Breaking this trend toward excessiveness was a receipt I received after purchasing a slice of baklava, from a small eastern European grocery and bakery.  This receipt thanked me, indicated the date, time and item purchased, the type of purchase (cash/credit) and total amount of purchase.  Now that's a receipt after my own heart!

Siskiwit River

Over the past weekend I enjoyed a brief visit to the Siskiwit River that flows into Lake Superior by Cornucopia, Wisconsin. The changing fall colors made it even more beautiful than usual.

Tuesday, October 8, 2013

Overcoming the empathy gap

How do we overcome the empathy gap? This is one of the questions raised by Daniel Goleman in his article "Rich people just care less."  He noted that with the dramatic increase in the gap between the rich and everyone else, it becomes a central question as to how to generate awareness and sensitivity to those who are on the lower economic rungs of society.  Research notes that one of the best ways this can be done is through developing personal relationships.

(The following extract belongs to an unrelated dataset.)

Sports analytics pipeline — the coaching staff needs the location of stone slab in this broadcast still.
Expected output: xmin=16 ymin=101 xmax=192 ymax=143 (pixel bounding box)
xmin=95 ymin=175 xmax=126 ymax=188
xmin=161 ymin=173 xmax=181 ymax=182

With the advent of freeways, suburbs and exurbs, it is increasingly more common for people to have little opportunity to develop meaningful relationship across economic and racial lines.  I recall vividly how a former health care executive was simply shocked to discover long lines at free health clinics for people without insurance. Among his circle of friends all had adequate resources and insurance.  Living in a well healed neighborhood and working in a high level corporate job, little did he realize how much of the rest of America lives.

It would serve us, and our members of congress well to get to know more of the folks working at K-Mart, Sam's Club, or the people riding on the bus.  We need to work at reducing the "Us" and "Them" mentality that runs contrary to our long held nation's motto "E pluribus unum".

Monday, October 7, 2013

Fall colors starting to arrive at the park

A pair of Canada Geese took off for their day's journey from the pond at Bassett Creek Park in the early morning mist.

Sunday, October 6, 2013

The Peace of Wild Things

When despair for the world grows in me
and I wake in the night at the least sound
in fear of what my life and my children's lives may be,
I go and lie down where the wood drake
rests in his beauty on the water, and the great heron feeds.
I come into the peace of wild things
who do not tax their lives with forethought
of grief. I come into the presence of still water.
And I feel above me the day-blind stars
waiting with their light. For a time
I rest in the grace of the world, and am free.

— Wendell Berry

Friday, October 4, 2013

Storm coming

Canada Geese and Airplane flying with approaching storm front
A big storm rolled into town a couple of days ago.  The clouds made interesting formations.  Having
Cloud and reflection on pond
been in a drought the rain was really welcome.  

The stormy weather seems to fit well with things going on with the government in Washington, DC.  For the good of the government, workers and the economy I hope things will soon be resolved with the government shut down and extension of the nation's borrowing limits.   

It reminds me of an Indian proverb... 
"When the elephants fight, the grass loses."

Thursday, October 3, 2013

The Story of Solutions

Do you ever think we may be heading down the wrong path as a nation, with our seemingly ceaseless desire to consume ever more?  "The Story of Solutions", a brief, 9 minute, animated video points out, our nation's rules for winning the GDP game involve the key components of Faster, Cheaper and Newer.

Instead of a goal of getting MORE, this new economy would have a goal of BETTER!  This video suggests a paradigm shift, that utilizes new roles of the game, which include Safer, Healthier and More Fair.

We need creative solutions to help us move toward a more sustainable economy.

Tuesday, October 1, 2013

Great Blue Heron and Pond Art

This Great Blue Heron was finding the "pond art" to be a useful perch while surveying the pond yesterday morning.